Moses told the children of Israel not to marry outsiders. They will draw you away from the truth you’ve been taught and into idol worship. Then Moses went and married an Ethiopian woman. Maybe that’s another reason why Moses never got into the Promised Land. He was pulled to the darkside by a pagan.
But I digress. Reincarnation. I don’t know much about it, only what I read in the Bible. “Who are you, John, son of Zechariah and Elizabeth? Are you Elijah? Are you the Prophet?”
Why would faithful, religious Jews ask silly questions like that?
They were asking if John was Elijah because of a reference in Malachi 4:1-6 that says Elijah will precede the coming day of the Lord. The question is this: is this ominous day of the Lord when those who are arrogant and evil doers will be stubble and the day that is coming will set them on fire. The fire reference in chapter 3 is a refiner’s fire and not “hell fire.” The Elijah figure will precede the Messiah, and the result will cause some to be purified.

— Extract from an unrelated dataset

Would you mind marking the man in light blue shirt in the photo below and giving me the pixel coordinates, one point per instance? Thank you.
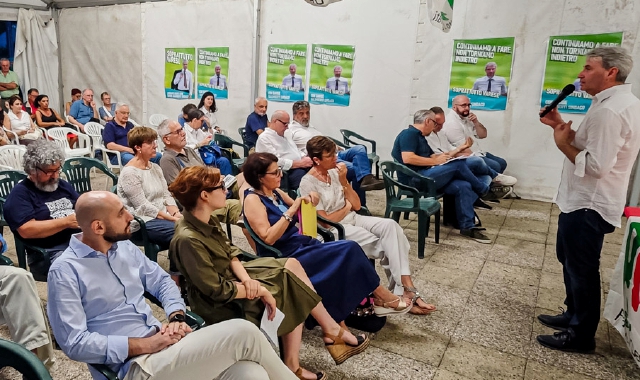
(98, 313)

I remember that Elisha asked Elijah for a double portion of his spirit before he was taken up in the chariot of fire. Prophets normally divided up their spirit among their followers. Elisha was asking for twice as much as the others.
Who will I divide up my spirit and give it to when I go up in my fiery chariot?

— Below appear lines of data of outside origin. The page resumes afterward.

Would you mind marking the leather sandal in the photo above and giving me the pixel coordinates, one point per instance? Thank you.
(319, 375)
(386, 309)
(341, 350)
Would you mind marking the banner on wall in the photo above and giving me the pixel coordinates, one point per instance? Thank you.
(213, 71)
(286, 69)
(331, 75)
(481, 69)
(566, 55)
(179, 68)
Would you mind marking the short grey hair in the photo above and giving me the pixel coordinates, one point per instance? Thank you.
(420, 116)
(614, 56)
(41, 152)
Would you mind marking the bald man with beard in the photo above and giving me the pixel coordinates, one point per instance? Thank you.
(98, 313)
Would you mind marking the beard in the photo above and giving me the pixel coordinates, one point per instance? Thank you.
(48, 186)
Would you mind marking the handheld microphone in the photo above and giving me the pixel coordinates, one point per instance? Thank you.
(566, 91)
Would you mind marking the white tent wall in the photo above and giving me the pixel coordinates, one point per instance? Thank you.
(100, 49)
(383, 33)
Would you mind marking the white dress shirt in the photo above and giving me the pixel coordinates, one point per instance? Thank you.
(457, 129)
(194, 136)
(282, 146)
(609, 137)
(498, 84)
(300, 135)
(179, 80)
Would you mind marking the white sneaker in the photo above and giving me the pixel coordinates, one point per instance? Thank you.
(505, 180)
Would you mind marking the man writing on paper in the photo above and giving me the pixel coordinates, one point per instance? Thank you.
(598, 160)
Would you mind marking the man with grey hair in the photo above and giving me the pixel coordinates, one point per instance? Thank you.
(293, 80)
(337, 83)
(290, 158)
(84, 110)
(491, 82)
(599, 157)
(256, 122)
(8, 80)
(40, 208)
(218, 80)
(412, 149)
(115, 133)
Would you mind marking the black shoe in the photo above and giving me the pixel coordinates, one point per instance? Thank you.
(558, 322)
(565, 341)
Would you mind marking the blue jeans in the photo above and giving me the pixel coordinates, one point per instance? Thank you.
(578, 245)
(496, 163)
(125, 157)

Jesus confirmed in Matt. 11:14 and 17:11 that John the Baptist was the Elijah referred to in the OT. Jesus said Elijah had come back. Does that mean Jesus believed in reincarnation?
Later, Herod thought Jesus was John the Baptist returning from the dead. How could John the Baptist come back in a man who was six months younger than him? Like I said, I don’t know any details about reincarnation that would indicate your spirit could return in the same time period and in a body already grown.
A few things have come across my desk lately that tell me the church, in its wisdom, removed some references to reincarnation from the Bible. It looks like they forgot a few. I’m told there’s a lot of research on this topic. But the church says I’m not supposed to go there. So I haven’t…yet. I’m still very leery that it’s a waste of time.
But if there’s any truth to it…I wonder who I was before I became me: If I was a biblical character, was I the apostle himself? Was I Herod? Was I Judas? Was I Mary Magdeline? Was I the eunuch from Ethiopia? Was I Lazarus lying at the gate of the rich man? Was I the centurion at the foot of the cross?
And then I wonder, was I Attila the Hun? Was I Aristotle? Was I one of the Indians in Calcutta who died in the arms of Mother Teresa? Was I a Jew in one of Hitler’s gas chambers? Was I one of the Japanese vaporized in Hiroshima? Was I ever an aborted fetus?
Of course, this leads to other questions. Who might I become in the future? Will I be any smarter? Will I be black? Will I be Arab or Chinese? Will I be Muslim or Hindu? Will I be gay? Will I be poor? Will I be female? Will I move forward from where I am today? And if I come back, will the earth be even more polluted? Is what I’m doing today going to affect the environment in which I’m going to live in my next life? And am I allowed to ask these questions?
Oh, wait. I don’t believe in reincarnation. Except in heaven…wherever that may be.